Ms Kelleher said she made similar applications in March relating to four other people effectively detained in similar circumstances.
The judge appointed guardians ad litem to represent the interests of all those subject of the applications.
In the case of the man who has spent more than 40 years in institutions, having entered in his 30s, Ms Kelleher said he was not actively looking to leave but had a personal chaperone at all times because, when unsupervised, he could behave in an unpredictable manner and kick out and assault other residents and staff.
The man’s guardian told the judge he visited him in recent weeks and described him as a “gentle man” with limited speech who was holding children’s toys while they spoke.
The man could not say exactly where he was from but named another area some 30 minutes from his birthplace, the guardian said. It was difficult to have a conversation as the man was “constantly distracted” but when asked was he happy in the unit, the man replied he was.

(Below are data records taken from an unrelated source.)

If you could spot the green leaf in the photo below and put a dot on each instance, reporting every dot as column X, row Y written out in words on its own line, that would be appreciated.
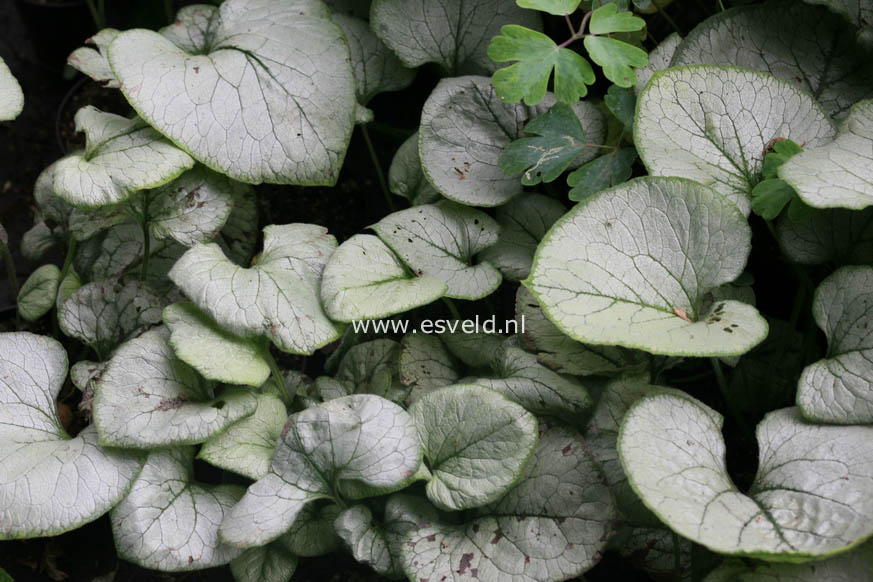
column 168, row 521
column 833, row 235
column 246, row 447
column 608, row 170
column 622, row 102
column 551, row 526
column 607, row 19
column 464, row 129
column 713, row 125
column 50, row 483
column 406, row 178
column 561, row 353
column 121, row 157
column 839, row 388
column 258, row 91
column 453, row 34
column 277, row 298
column 537, row 55
column 839, row 174
column 601, row 434
column 770, row 196
column 377, row 543
column 93, row 61
column 605, row 278
column 618, row 59
column 364, row 279
column 270, row 563
column 523, row 222
column 673, row 452
column 11, row 96
column 148, row 399
column 38, row 293
column 217, row 354
column 476, row 442
column 352, row 446
column 544, row 158
column 539, row 390
column 556, row 7
column 801, row 44
column 440, row 241
column 855, row 565
column 659, row 59
column 103, row 315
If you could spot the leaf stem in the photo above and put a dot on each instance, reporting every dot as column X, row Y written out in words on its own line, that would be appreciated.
column 6, row 257
column 276, row 374
column 380, row 175
column 68, row 259
column 146, row 238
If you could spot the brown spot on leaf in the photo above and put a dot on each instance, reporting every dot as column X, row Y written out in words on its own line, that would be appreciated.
column 465, row 563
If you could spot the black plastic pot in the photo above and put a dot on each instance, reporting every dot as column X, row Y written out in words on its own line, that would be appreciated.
column 55, row 27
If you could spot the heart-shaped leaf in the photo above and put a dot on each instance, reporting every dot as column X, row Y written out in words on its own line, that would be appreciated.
column 713, row 125
column 440, row 241
column 633, row 266
column 839, row 388
column 476, row 442
column 246, row 447
column 38, row 293
column 608, row 170
column 831, row 235
column 405, row 177
column 840, row 174
column 465, row 127
column 217, row 354
column 523, row 222
column 812, row 496
column 93, row 61
column 376, row 68
column 852, row 566
column 659, row 59
column 262, row 92
column 551, row 526
column 121, row 156
column 277, row 298
column 377, row 543
column 425, row 364
column 270, row 563
column 11, row 96
column 453, row 34
column 353, row 446
column 555, row 139
column 364, row 279
column 170, row 522
column 148, row 399
column 105, row 314
column 539, row 390
column 790, row 40
column 50, row 483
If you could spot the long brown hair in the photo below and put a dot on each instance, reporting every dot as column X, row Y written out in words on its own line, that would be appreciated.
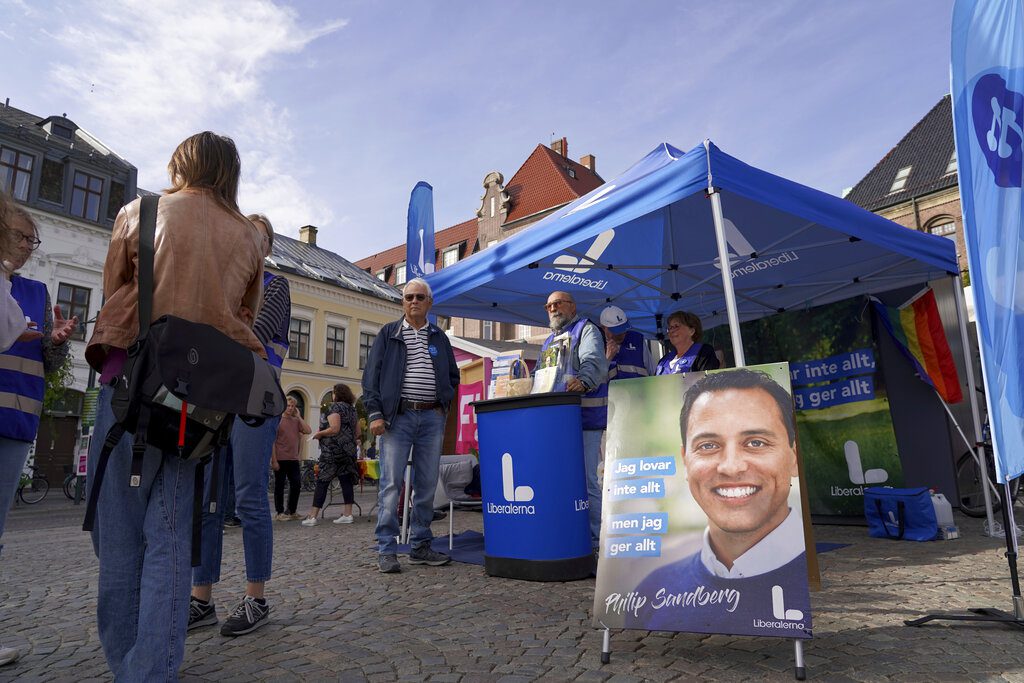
column 210, row 161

Supporting the HSE’s application, the guardian said he considered the man was a vulnerable person lacking capacity who clearly needed the care he was getting.

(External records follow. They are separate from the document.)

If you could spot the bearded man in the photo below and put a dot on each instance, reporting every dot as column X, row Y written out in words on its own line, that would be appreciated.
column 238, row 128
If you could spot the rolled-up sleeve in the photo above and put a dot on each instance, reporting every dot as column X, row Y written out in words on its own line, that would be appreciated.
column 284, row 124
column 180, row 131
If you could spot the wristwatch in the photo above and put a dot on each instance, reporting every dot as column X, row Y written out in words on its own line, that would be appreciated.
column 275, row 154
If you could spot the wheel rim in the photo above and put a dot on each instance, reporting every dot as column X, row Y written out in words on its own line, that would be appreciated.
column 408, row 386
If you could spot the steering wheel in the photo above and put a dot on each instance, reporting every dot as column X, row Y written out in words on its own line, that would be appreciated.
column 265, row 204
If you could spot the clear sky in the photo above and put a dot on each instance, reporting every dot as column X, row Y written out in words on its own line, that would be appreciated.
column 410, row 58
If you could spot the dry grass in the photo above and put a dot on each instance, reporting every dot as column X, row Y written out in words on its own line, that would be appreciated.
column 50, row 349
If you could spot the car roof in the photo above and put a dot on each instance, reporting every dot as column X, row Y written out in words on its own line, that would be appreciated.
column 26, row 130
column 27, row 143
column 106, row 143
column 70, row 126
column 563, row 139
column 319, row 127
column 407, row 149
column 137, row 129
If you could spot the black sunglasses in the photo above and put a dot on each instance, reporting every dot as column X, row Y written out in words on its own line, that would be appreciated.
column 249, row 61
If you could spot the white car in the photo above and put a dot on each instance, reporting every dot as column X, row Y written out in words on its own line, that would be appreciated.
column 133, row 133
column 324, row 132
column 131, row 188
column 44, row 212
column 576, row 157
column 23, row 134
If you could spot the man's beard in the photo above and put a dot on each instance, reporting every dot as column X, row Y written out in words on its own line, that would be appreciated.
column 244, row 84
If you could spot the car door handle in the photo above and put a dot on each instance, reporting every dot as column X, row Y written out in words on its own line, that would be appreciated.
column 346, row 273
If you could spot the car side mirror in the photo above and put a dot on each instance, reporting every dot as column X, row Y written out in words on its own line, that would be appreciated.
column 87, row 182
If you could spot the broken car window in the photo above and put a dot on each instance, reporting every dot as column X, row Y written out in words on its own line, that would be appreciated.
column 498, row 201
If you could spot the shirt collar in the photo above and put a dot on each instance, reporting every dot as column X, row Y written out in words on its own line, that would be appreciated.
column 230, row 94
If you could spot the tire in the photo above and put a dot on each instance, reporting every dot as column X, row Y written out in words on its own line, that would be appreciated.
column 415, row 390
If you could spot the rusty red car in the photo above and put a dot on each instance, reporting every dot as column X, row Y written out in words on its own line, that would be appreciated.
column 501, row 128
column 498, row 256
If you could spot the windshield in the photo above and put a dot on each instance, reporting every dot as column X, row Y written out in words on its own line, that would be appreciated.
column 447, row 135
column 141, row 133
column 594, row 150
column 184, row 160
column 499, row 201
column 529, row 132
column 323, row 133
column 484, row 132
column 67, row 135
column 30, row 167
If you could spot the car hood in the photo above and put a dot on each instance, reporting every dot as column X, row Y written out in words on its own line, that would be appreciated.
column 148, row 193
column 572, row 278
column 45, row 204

Granting the application, Mr Justice Barniville said there was significant medical evidence to support it. He had no doubt the man was a person of unsound mind and would not meet criteria for detention as an involuntary patient under the Act.
The man was in a locked facility and is vulnerable, the judge said. This was “a sad case”, he had been in this particular unit for some 13 years, it “did not seem from the evidence there is anywhere else he could be” and he was being well cared for.

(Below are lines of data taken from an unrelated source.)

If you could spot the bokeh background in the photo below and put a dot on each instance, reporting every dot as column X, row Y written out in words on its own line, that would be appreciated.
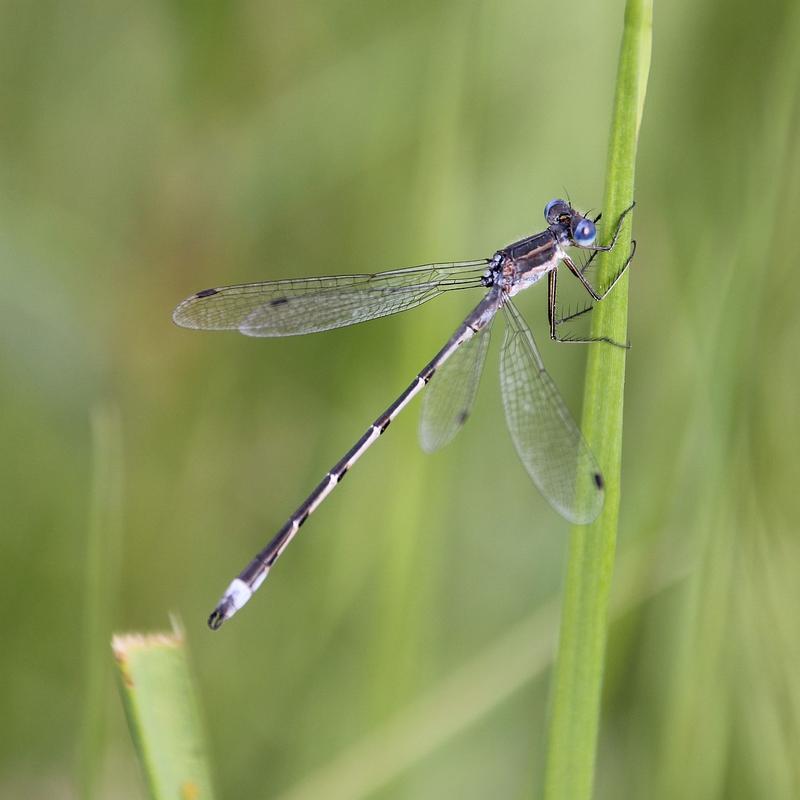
column 402, row 647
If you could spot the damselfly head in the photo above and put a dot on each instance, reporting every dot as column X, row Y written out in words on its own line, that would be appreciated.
column 572, row 224
column 583, row 231
column 558, row 211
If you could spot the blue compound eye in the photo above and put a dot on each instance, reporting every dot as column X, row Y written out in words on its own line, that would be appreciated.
column 554, row 209
column 584, row 232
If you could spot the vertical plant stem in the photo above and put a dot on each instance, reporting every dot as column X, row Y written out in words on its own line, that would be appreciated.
column 102, row 569
column 578, row 674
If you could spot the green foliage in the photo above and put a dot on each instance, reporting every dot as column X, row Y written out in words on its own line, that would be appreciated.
column 159, row 697
column 577, row 678
column 152, row 149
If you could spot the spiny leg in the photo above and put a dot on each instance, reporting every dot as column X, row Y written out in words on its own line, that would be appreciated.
column 552, row 308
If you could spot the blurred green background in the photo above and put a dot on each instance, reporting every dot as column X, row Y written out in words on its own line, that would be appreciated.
column 402, row 647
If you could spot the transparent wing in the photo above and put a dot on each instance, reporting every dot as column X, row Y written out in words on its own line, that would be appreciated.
column 545, row 435
column 307, row 305
column 448, row 398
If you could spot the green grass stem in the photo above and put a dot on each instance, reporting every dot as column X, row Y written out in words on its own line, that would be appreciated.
column 163, row 715
column 104, row 535
column 578, row 674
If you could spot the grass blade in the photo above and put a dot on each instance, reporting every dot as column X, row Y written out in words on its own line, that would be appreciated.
column 577, row 678
column 163, row 715
column 102, row 567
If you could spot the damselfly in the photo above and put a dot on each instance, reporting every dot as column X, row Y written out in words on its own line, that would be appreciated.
column 545, row 435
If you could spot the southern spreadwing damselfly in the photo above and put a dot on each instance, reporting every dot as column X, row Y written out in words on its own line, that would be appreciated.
column 545, row 435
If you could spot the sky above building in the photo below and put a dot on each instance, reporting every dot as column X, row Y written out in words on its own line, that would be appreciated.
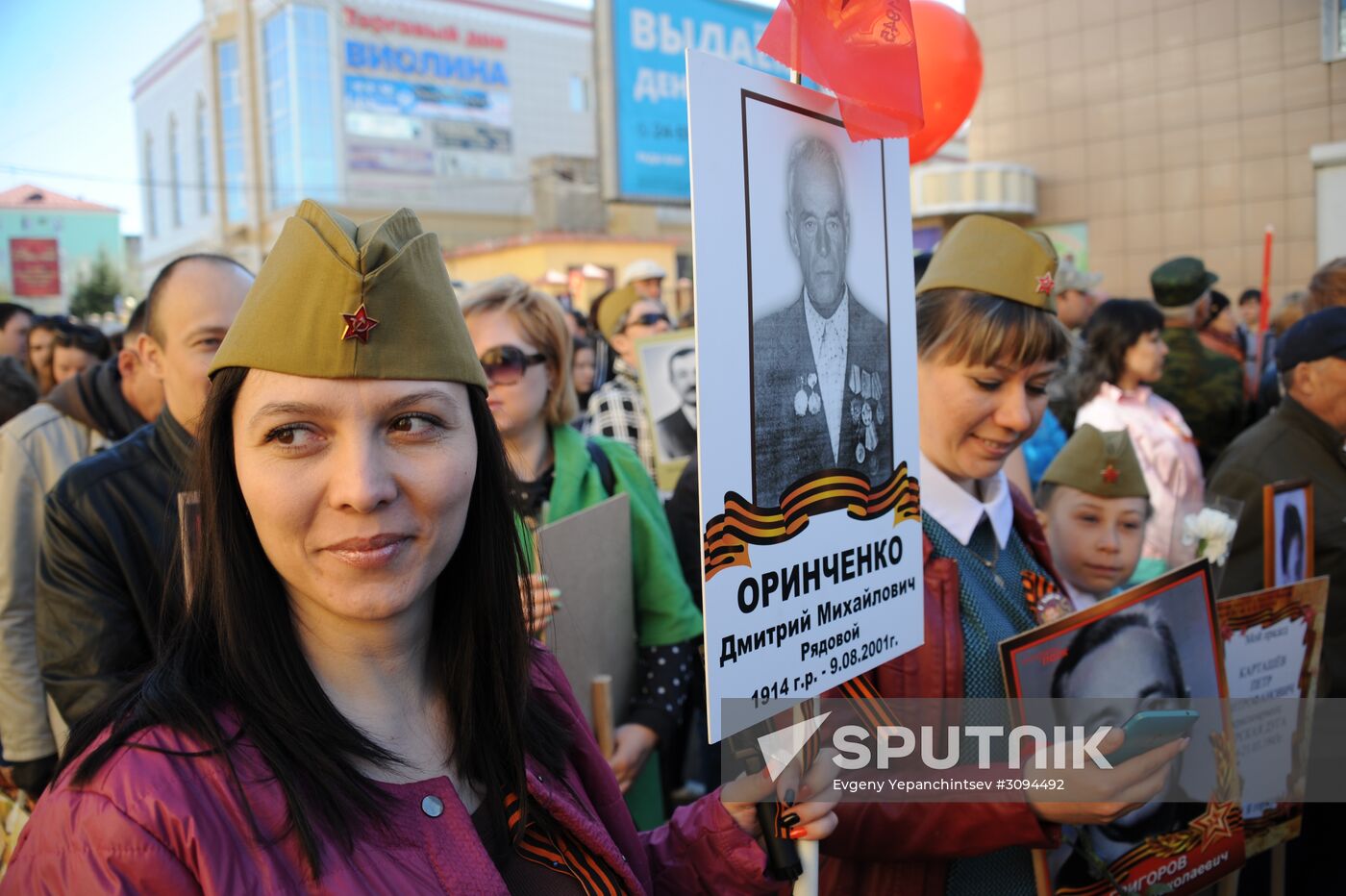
column 69, row 123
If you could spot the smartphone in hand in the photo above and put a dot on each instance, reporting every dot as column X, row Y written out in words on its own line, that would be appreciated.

Making the orders, the judge said, because they involved aspects of detention and restriction, they required review.
Before the new Assisted Decision Making Capacity Act, which became operational this week, there would have been a review in six months but, because the new Act provides for three months, the case would be reviewed in July, the judge said.
Ms Kelleher sought similar orders concerning a woman in her 70s with chronic schizophrenia who went into an institutional setting in her late 30s. When that institution closed, she went to another unit.
A psychiatric report made clear the woman was a long-term service user who had been in the unit, where she could not freely come and go, on a voluntary basis for years and was not seeking to leave but was highly resistant to physical examination, Ms Kelleher said. Her psychiatrist was of the view she required court protection, was unable to deal with her finances or to say where she might live.
Her guardian told the court the woman had “a very happy demeanour” and had told him she was very happy with the care from staff. Her conversation was “very limited”, she clearly required the care she was receiving and was clearly vulnerable, he said.
Mr Justice Barniville said the medical evidence was the woman had chronic schizophrenia with a background of mild intellectual disability and clearly lacked capacity. She was not eligible for detention anywhere else and he would make the orders sought, also to be reviewed in July.